Will the new updates conflict with something? How necessary is the provided update from a security point of view or is it just a feature release? Does this conflict with other updates or software? These concerns are added stresses that I think most people would like to do without. Some might even argue these issues are unavoidable.
I happen to think that more often than not, these concerns can indeed be avoided as many updates are for features not even used by your company. Think about it. How annoying is it to update your operating system only to fix a feature that you'd preferred to have left off in the first place? With some OS installations, this happens more often then vendors would like to admit.
Now imagine the same set of workstations need updates, but only for items that you have personally signed off on. So you're not updating unused features on your workstation PCs. This helps everyone, from the network administrators down to the end-user working for your company.

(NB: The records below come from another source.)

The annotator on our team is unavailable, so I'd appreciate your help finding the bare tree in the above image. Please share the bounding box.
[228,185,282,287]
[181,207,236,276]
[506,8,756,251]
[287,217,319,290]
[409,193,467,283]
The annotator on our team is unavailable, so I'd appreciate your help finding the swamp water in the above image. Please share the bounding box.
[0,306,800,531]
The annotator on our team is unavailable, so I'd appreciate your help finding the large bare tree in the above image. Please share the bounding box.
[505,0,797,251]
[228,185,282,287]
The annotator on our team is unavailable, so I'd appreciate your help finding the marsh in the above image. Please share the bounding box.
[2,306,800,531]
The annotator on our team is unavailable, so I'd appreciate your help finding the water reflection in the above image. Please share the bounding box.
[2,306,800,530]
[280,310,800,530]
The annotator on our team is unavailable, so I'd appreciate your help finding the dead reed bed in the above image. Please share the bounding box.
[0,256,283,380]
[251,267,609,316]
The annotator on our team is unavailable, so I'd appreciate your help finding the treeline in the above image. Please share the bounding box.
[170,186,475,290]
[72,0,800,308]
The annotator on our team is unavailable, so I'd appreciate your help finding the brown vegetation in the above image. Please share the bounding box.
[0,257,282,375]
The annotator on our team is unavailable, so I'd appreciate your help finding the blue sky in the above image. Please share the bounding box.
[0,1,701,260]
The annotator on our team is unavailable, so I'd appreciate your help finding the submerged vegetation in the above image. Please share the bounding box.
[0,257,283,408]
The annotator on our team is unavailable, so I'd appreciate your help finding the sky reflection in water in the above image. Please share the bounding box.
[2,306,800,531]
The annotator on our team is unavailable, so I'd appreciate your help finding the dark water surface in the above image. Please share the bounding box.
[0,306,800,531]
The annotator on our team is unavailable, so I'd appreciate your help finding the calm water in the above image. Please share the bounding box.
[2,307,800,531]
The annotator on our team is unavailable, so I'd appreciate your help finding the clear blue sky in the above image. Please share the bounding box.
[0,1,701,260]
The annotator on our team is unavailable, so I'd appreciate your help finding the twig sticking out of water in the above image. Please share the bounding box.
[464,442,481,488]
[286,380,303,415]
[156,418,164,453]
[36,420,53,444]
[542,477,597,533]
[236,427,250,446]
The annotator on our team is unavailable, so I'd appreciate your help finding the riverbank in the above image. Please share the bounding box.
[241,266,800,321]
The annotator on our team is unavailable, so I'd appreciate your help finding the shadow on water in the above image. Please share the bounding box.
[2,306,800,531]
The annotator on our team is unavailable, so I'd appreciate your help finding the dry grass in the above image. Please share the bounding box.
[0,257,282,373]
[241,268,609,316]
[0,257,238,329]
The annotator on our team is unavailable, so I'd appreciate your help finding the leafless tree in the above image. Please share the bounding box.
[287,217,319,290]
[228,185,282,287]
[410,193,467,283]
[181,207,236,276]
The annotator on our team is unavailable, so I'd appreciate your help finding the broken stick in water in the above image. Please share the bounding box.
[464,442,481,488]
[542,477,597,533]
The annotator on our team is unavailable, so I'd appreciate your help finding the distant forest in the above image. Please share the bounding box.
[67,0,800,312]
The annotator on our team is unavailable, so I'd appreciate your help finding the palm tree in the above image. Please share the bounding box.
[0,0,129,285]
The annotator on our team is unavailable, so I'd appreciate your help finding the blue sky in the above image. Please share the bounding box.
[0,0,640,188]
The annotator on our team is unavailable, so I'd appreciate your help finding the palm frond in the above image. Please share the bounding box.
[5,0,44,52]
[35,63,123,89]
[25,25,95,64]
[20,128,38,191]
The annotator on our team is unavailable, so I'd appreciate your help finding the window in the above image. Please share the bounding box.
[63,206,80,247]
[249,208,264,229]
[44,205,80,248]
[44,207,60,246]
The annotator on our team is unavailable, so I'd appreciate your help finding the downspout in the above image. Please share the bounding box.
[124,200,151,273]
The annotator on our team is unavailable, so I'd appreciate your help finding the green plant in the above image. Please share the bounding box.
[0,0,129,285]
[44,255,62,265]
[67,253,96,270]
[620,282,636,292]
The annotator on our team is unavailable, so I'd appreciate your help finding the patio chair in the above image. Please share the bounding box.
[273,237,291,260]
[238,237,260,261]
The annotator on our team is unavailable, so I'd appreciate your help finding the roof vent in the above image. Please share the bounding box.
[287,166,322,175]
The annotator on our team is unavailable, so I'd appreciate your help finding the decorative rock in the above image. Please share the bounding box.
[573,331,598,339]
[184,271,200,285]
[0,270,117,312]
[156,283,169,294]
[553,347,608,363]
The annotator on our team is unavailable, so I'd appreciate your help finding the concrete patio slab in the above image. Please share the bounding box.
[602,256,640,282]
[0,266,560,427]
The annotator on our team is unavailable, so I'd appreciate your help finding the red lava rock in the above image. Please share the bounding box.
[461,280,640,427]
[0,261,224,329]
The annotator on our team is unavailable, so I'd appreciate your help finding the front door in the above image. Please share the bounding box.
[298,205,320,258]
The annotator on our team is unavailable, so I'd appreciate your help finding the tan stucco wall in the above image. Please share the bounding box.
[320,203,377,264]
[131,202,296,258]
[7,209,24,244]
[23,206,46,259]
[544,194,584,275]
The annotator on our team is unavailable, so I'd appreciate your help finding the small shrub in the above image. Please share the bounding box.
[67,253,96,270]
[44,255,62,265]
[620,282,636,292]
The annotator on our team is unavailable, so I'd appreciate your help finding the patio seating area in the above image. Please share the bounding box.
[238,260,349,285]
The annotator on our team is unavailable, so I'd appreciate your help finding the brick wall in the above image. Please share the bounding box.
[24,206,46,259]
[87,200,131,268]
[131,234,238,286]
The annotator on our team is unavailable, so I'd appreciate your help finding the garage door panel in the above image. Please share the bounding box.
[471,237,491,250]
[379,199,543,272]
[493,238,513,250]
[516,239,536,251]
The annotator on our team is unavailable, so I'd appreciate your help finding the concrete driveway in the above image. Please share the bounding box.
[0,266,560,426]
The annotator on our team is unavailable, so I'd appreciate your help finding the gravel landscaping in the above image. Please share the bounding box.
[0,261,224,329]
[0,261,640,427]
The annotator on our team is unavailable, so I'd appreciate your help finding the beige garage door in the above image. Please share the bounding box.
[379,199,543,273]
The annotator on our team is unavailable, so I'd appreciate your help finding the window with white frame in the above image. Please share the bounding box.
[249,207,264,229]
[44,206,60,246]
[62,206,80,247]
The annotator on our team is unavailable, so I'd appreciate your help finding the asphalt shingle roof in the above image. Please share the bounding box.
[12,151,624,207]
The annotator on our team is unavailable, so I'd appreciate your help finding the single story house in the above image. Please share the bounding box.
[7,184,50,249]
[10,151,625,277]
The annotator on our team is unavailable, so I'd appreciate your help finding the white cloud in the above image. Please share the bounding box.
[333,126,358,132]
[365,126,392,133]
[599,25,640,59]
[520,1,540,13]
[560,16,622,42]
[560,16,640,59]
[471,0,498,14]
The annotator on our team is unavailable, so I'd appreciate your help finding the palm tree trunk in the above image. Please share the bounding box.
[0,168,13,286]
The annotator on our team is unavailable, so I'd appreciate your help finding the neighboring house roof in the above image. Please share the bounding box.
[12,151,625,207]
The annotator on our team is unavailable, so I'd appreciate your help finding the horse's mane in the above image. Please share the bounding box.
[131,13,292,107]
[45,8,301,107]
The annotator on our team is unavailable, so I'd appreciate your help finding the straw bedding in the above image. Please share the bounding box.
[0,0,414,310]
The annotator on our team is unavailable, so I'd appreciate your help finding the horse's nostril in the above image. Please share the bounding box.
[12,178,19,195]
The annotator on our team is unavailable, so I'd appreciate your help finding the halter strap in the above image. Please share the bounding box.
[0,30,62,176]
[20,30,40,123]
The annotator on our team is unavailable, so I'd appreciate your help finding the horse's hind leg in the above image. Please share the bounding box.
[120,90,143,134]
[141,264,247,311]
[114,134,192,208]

Workstations, kiosks, and new opportunities
There are bound to be circumstances where the company you work for is either perfectly content with their existing operating system configuration or perhaps the need for a change simply hasn't come about yet.
At the same time, there are many businesses that are now providing customers with access to kiosk computers, non-networked workstations and other computer-based points of access that aren't really part of the existing company scope. This leaves an opening for a remastered Linux distribution to prove its possible value.
With a kiosk, having a well branded PC makes a lot of sense as this is likely to be used by customers of the business in question. Wouldn't it be nice to have your company as a focus and not whatever OS happens to be installed? A remastered Linux installation can be of benefit here.
How about those old workstations that were just replaced? Before getting rid of them, how about removing the hard drives completely and installing a remastered copy of Puppy Linux on included flash drives. Donate them to charity and your company becomes an instant rock stars (and might just garner some free press and publicity).
Now to be fair, your company could carry out the above idea with any Linux distribution. And the results would certainly be about the same. The problem with that approach is that after the press dies down on your donation, no one remembers where the PCs came from. With a remastered and branded distribution installed, however, there is no question who the donation came from.
Is a remastered distribution worth it?
Chances are fair that your company doesn't care about branding their operating system and the idea of passing out CD business cards isn't really a priority for them. I realize this, even though I still feel it was worth highlighting earlier as a proof of concept.
One thing I firmly believe in, however, is that a company that wants to keep tight control over their computers might be interested in at least considering the advantages of a remastered, customized distribution of Linux.
While the reasons may vary, if you're working in an environment that is deeply hesitant to risk moving toward badly needed upgrades, then perhaps going with a remastered solution isn't such a bad idea after all.